У Магритта не могло быть летописца – и, следовательно, защитника – лучше, чем Дэвид Сильвестр (1924–2001), который писал о художнике на протяжении четырех десятилетий и столько же времени потратил на составление каталога-резоне его работ. Расцвет Сильвестра пришелся на эпоху, когда в телевизионных программах по искусству нередко звучали серьезные разговоры об эстетике (а ведущим даже позволялось курить в эфире). Его также прославляли как лучшего организатора экспозиционного пространства, и в 1992 году он представил работы Магритта в залах лондонской галереи «Хейуорд» так же разумно и умело, как делал это в печати. Я никогда не видел выставку, с таким блеском организованную в пространстве. Сильвестр превратил нелепый и скучный интерьер «Хейуорда» в великолепный фон: мрачные бетонные стены, странные коридоры, тесные закоулки и неуместные лестницы преобразились в какое-то монструозное подобие магриттовского мозга. Передвигаясь по запутанным, неопрятным коридорам серого вещества, вы на каждом шагу сталкивались со звездными вспышками блестящих идей.
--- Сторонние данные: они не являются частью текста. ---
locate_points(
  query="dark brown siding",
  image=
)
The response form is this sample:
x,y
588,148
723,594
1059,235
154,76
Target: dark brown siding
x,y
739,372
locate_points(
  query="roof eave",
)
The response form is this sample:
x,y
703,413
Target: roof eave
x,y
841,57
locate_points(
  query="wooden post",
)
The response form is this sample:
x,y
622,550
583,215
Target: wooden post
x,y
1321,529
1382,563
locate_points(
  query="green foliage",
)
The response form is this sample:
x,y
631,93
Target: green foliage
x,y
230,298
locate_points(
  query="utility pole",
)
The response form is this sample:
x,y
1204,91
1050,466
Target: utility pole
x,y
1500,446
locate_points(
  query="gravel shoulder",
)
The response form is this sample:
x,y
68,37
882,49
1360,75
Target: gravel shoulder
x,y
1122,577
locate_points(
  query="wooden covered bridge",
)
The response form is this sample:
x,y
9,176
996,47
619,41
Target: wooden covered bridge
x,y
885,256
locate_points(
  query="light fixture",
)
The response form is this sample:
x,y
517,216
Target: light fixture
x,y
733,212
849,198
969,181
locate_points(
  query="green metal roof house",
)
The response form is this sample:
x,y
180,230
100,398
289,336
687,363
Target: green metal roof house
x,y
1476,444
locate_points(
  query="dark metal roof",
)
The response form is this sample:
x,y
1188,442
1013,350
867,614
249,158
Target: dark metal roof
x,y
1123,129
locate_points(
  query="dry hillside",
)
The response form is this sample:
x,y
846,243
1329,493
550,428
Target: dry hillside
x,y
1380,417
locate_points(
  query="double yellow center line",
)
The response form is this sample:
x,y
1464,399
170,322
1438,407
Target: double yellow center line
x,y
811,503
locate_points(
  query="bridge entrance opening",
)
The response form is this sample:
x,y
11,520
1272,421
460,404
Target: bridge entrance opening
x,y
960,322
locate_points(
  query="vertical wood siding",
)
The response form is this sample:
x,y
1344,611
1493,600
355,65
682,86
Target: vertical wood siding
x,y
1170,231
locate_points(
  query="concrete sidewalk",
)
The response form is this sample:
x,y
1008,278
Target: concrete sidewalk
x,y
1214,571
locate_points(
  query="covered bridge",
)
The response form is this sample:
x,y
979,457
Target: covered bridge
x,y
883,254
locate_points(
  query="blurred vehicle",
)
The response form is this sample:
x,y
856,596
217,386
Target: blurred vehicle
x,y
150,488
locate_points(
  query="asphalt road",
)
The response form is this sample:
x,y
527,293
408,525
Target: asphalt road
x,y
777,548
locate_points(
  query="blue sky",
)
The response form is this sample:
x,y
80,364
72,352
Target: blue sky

Столь же образцово Сильвестр писал о Магритте: он был осторожен и дотошен, в высшей степени чувствителен к художественным отсылкам, он с подозрением относился к профессиональному жаргону и всяким теориям, был превосходным знатоком биографии художника и дополнял ее собственными наблюдениями, собранными во время личных встреч. Кроме того, он достойно избегал большой опасности, подстерегающей любого, кто проводит много времени в раздумьях об одном и том же художнике, – а именно чрезмерной уверенности. Я помню, как, бродя по выставке Мантеньи в Королевской академии, я наткнулся на группу студентов-искусствоведов, которых опекал молодой экскурсовод. Они стояли перед «Портретом мужчины» (предположительно Карло де Медичи), и экскурсовод сравнил его с фрейдовским портретом Фрэнсиса Бэкона, убежденно добавив: «Конечно, Мантенья в данном случае не стремился к реализму». На это можно ответить разве что: «Это он сам тебе сказал, дружище?» Сильвестр же, напротив, знал достаточно, чтобы знать, что не все можно знать. Вникая в тонкие и запутанные отношения между самоубийством матери Магритта, утопившейся в реке, тем, как об этом ему сообщили, и тем, как он сообщал это остальным, вникая в воздействие, которое это событие могло оказать, и в последующее появление на его картинах закутанных и обнаженных женских фигур, Сильвестр справедливо предупреждал свои замечания словом «вероятно». Не один раз, постоянно: в одном параграфе шесть идущих подряд предположений предварены шестью последовательными «вероятно». Паунд жаловался Элиоту, что первый вариант «Бесплодной земли» оказался «слишком запредельно вероятностным». Сильвестр демонстрировал похвальную вероятностность, которая так редко встречается в художественной критике.